La tentation de la facilité vient principalement de certaines croyances qui peuvent le conduire dans des impasses. Il peut croire qu’il peut guider en restant seul, alors que la solitude devient fatale lorsqu’on atteint « les sommets ». Il peut ne pas s‘autoriser à douter et surtout ne pas le montrer. alors qu’un leader montrant son « humanité » fait preuve d’une grande sagesse. Il peut avoir peur de demander de l’aide bien qu’il en ait besoin et qu’il se sente seul, alors que c’est par l’interdépendance que se font les plus grandes réussites. Le leader doit faire preuve d’humilité et prendre conscience que lui-même ainsi que les ces collaborateurs deviennent les personnes les moins compétentes pour résoudre les problèmes qui les concernent directement.
S’il reste sur ces croyances, alors il ne sera qu’un leader d’opinion, centré sur ses propres convictions et il utilisera les médias pour servir « sa cause ». Seul dans « ses » vérités, il comptera sur ses proches pour asseoir son pouvoir et sa « toute puissance », ainsi on lui renverra ce qu’il souhaite voir et entendre. Il sera lui-même abusé par ses conseillers en communication et se verra renvoyée une image « publique caricaturale » de lui-même.
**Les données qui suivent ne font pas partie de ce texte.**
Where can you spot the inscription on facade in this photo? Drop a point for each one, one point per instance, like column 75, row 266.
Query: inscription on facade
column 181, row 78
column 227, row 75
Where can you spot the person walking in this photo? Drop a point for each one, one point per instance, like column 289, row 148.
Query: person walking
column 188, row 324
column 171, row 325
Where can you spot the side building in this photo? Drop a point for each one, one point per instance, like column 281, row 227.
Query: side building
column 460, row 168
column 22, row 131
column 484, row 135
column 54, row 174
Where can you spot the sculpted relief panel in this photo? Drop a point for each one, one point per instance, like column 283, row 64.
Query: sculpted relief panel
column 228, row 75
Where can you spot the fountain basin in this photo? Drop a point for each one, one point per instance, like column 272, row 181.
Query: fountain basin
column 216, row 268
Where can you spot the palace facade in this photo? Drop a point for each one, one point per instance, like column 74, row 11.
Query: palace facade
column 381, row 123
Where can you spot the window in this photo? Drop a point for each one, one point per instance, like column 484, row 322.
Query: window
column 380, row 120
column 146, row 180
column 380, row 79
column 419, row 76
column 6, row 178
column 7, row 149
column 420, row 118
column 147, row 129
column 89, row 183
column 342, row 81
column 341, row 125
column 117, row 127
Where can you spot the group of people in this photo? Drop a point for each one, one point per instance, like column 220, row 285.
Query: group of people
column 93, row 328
Par contre, s’il sait sortir de ces croyances et montrer ses capacités à anticiper les conséquences de ses décisions, à coopérer sainement avec les acteurs qui l’environnent et changer juste ce qu’il faut quand il le faut, alors il sera un leader efficace, un « leader agile » .

Le leader agile apprend en effet à renoncer à ses propres convictions et compétences pour permettre aux autres de déployer les leurs et passer d’une logique de « pouvoir sur » à une logique de « pouvoir pour » . Il passe alors d’une logique de territoire à une logique de rôle et d’initiative vis-à-vis du système auquel il appartient. De même, Il s’interdit le réflexe de tout prendre en main, s’autorise à ne pas avoir des idées sur tout et avant ses collaborateurs et ose faire confiance aux capacités d’inventivité des différentes équipes.
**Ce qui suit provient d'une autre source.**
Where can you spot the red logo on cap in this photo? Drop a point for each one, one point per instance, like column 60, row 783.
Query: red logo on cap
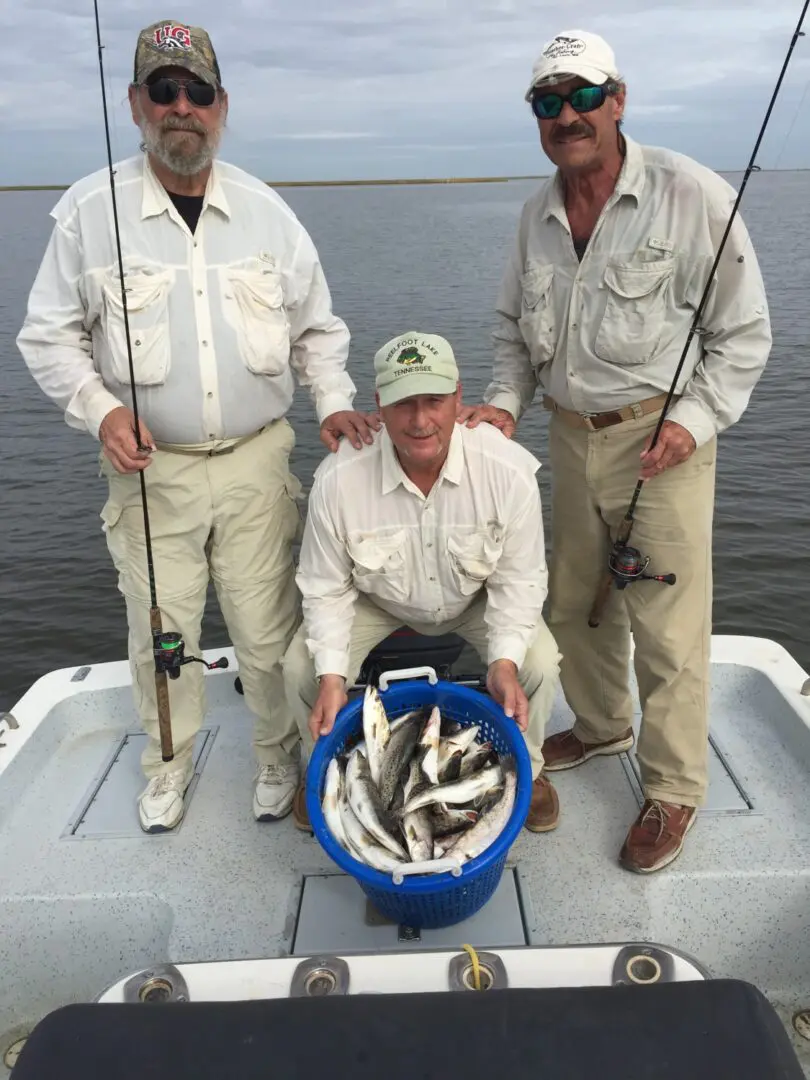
column 172, row 36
Force est de constater que notre époque voit émerger des personnes, dans le monde politique comme dans le monde de l’entreprise, qui, en se centrant avant tous sur les résultats, en voulant paraître « tout puissant », oublient « d’être » tout simplement et d’exprimer une « humanité authentique ». Ils deviennent ainsi non plus des leaders agiles montrant le chemin, mais s’immiscent de plus en plus dans le « stars -système» à la proie de la presse people. Il s’agit là du biais fatal dans lequel la société de communication nous amène inexorablement et qui peut causer la perte de nos systèmes démocratiques. Il s’agit là aussi certainement du plus court chemin pour s’éloigner du projet de « politique de civilisation » proposé par Edgar Morin.